Kritik pertama-tama dalam hal ini memang ditujukan pada pendekatan analisa historis-kritis atas teks Kitab Suci yang cenderung hanya menempatkan Yesus sebagai bagian dari masa lalu, sehingga Yesus seakan tidak berbicara kepada kita saat ini. Historisitas Kitab Suci hanya berbicara mengenai masa lalu, maka tidak berbicara untuk masa kini, bermakna untuk orang masa lalu, bukan untuk kita dewasa ini. Di dalamnya Kristus bukanlah Kristus dahulu, sekarang, kemudian dan dalam keabadian, namun Kristus masa lalu. Kalau kemudian Yesus dikaitkan dengan realitas kehidupan dewasa ini, dia hanya ditempatkan dalam realitas ide dan gambaran ideal belaka. Hal ini terjadi karena pendekatan ilmiah, pun dalam studi Kitab Suci dan teologi, ditempatkan dalam perspektif logis belaka, objektivitas alamiah, karenanya sesuatu yang tidak objektif dan tidak termasuk ke dalam kerangka sistematis ditempatkan di luar kategori pengetahuan.
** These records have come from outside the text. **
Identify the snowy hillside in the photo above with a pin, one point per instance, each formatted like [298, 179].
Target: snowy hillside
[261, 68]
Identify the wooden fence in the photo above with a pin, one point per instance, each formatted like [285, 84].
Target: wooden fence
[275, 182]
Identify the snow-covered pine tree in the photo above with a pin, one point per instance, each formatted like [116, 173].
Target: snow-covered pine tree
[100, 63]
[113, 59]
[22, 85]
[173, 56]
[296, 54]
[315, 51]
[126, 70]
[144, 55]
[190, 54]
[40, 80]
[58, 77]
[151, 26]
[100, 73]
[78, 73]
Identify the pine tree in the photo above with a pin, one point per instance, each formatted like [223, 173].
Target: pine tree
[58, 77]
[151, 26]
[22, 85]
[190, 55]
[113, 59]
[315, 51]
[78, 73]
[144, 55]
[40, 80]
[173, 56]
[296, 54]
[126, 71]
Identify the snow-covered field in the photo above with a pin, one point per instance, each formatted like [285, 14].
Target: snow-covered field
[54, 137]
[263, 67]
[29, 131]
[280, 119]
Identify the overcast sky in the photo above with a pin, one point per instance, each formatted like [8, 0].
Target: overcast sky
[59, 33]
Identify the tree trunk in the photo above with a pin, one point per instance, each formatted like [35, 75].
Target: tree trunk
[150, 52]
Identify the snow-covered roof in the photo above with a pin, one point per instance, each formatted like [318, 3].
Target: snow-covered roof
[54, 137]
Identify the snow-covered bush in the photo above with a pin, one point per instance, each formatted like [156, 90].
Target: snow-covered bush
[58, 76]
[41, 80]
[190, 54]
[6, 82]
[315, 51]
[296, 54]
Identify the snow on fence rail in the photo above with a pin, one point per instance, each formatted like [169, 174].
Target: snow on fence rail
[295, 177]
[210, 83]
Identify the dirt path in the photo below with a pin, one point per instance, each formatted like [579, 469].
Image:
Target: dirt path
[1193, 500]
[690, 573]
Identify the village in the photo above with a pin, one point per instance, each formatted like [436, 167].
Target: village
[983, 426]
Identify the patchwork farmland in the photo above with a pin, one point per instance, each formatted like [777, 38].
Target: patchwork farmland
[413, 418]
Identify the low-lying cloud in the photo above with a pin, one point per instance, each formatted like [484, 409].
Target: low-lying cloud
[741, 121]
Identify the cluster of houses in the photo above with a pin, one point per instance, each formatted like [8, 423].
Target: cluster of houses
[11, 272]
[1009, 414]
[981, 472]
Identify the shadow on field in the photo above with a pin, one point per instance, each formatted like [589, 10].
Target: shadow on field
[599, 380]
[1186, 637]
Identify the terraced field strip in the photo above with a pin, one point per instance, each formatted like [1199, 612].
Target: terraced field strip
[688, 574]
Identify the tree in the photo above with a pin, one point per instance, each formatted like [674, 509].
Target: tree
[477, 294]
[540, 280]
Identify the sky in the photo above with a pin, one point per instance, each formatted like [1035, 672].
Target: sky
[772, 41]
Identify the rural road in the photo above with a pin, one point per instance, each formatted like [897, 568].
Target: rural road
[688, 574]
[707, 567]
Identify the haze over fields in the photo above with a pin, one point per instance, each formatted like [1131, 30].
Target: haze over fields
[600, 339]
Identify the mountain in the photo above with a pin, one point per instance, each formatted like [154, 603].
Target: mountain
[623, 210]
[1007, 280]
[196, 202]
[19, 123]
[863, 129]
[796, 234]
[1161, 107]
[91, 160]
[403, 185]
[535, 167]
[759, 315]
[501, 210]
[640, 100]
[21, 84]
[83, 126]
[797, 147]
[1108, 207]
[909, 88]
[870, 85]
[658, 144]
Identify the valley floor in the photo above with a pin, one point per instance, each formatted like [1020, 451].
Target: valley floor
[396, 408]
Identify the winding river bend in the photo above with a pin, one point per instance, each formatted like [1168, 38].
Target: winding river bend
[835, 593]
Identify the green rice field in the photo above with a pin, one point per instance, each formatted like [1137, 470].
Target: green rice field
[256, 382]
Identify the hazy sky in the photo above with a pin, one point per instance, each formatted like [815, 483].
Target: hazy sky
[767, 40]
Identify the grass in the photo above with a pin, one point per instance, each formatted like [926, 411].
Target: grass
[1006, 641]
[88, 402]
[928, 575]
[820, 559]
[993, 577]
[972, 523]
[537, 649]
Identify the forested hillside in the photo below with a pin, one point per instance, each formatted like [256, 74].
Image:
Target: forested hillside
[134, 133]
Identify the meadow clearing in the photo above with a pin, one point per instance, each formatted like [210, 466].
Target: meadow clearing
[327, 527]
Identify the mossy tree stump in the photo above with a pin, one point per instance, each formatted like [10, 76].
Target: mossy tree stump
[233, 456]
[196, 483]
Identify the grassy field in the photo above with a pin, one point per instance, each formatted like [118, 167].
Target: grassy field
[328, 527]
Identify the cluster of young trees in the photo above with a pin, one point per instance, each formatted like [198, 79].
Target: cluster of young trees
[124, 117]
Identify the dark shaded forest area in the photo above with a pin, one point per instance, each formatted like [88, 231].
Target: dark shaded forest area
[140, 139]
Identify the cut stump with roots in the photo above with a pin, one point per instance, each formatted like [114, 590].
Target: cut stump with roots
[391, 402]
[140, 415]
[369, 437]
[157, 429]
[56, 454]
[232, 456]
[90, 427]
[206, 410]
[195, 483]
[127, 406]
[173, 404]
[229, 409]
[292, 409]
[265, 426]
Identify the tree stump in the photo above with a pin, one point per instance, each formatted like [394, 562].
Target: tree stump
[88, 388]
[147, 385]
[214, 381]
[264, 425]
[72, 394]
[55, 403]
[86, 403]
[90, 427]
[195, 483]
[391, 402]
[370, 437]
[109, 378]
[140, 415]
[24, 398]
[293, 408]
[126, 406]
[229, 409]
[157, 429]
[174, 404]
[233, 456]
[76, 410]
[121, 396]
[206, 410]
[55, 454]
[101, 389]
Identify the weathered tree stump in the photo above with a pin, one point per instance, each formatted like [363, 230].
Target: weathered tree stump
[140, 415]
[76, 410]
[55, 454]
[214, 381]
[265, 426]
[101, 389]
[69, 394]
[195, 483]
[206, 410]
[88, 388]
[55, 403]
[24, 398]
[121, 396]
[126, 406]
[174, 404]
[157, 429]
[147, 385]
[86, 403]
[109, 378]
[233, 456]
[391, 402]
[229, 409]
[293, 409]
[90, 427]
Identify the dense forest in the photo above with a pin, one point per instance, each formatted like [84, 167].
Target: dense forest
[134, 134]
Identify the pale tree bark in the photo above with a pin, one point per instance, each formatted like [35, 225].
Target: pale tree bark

Memang postulata objektif yang berlaku tidak berbicara dalam kerangka subjektivitas, pun realitas pewahyuan dan pengalaman akan Allah pun tidak termasuk dalam kerangka ini. Dampaknya adalah relativismus dalam memandang serta meletakkan figur Yesus Kristus dikembangkan dengannya. Dia hanya menjadi bagian dari fragmen historis, yang diletakkan sejajar dengan berbagai fragmen lain yang ada dalam lintasan sejarah kehidupan. Yesus kemudian, dari sini, hanya ditempatkan sekedar sebagai seorang tokoh model atau teladan ideal, dan tidak memandang-Nya sebagai Allah yang hidup, karena menempatkan realitas Ilahi tersebut dalam kategori mitologis. Padahal Yesus historis adalah juga Kristus iman, sehingga kajian historis akan Yesus tidak bisa begitu saja dilepaskan dari iman akan Kristus. Tidak mengherankanlah kalau dia mengatakan bahwa krisis teologi dewasa ini adalah krisis kristologi.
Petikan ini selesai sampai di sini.